3) The question of the protection from relays, ASes or IXPs is puzzling, and we do not have a strong opinion about it. We focused on relays because they are what is available to any attacker, compared to ASes or IXPs which are more specific adversaries. But, if there is a consensus that ASes or IXPs should rather be considered as the main target, it is easy to implement waterfilling at the AS or IXP level rather than at the IP level: just aggregate the bandwidth relayed per AS or IXP, and apply the waterfilling level computation method to them. Or we could mix the weights obtained for all these adversaries, in order to get some improvement against all of them instead of an improvement against only one and being agnostic about the others.
This suggestion of applying waterfilling to individual ASes is intriguing, but would require some a more developed design and argument. Would the attacker model be one that has a fixed cost to compromise/observe a given AS?
4) More fundamentally, since the fundamental idea of Tor is to mix traffic through a large number of relays, it seems to be a sound design principle to make the choice of the critical relays as uniform as possible, as Waterfilling aims to do. A casual Tor user may be concerned to see that his traffic is very likely to be routed through a very small number of top relays, and this effect is likely to increase as soon as a multi-cores compliant implementation of Tor rises (rust dev). Current top relays which suffer from the main CPU bottleneck will probably be free to relay even more bandwidth than they already do, and gain an even more disproportionate consensus weight. Waterfilling might prevent that, and keep those useful relays doing their job at the middle position of paths.

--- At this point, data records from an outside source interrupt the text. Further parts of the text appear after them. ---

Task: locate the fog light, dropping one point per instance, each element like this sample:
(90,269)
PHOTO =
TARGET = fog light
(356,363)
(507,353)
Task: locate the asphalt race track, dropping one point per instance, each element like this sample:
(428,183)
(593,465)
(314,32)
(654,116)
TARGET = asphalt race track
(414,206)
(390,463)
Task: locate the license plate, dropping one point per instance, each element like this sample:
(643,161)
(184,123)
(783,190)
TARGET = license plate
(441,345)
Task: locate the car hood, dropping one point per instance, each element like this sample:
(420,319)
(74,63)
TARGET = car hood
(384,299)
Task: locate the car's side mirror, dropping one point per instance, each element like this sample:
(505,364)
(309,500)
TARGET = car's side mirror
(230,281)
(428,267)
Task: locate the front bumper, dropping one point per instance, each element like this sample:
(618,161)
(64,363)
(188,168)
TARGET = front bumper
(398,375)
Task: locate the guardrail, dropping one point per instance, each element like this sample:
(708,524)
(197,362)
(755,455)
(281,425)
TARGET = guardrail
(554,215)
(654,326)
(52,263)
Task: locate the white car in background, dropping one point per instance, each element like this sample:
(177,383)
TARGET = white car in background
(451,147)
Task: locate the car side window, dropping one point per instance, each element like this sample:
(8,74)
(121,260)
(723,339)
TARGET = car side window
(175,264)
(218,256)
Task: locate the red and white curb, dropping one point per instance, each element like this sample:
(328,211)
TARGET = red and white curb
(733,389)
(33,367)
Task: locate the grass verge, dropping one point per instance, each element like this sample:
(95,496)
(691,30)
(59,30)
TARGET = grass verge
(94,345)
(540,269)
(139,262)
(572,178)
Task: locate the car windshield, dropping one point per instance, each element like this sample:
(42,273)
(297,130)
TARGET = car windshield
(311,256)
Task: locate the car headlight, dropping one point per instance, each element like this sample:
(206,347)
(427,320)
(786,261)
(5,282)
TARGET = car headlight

I disagree that uniform relay selection is a sound design principle. Instead, one should consider various likely attackers and consider what design maximizes the attack cost (or maybe maximizes the minimum design cost among likely attackers). In the absence of detailed attacker information, a good design principle might be for clients to choose “diverse” relays, where diversity should take into account country, operator, operating system, AS, IXP connectivity, among other things.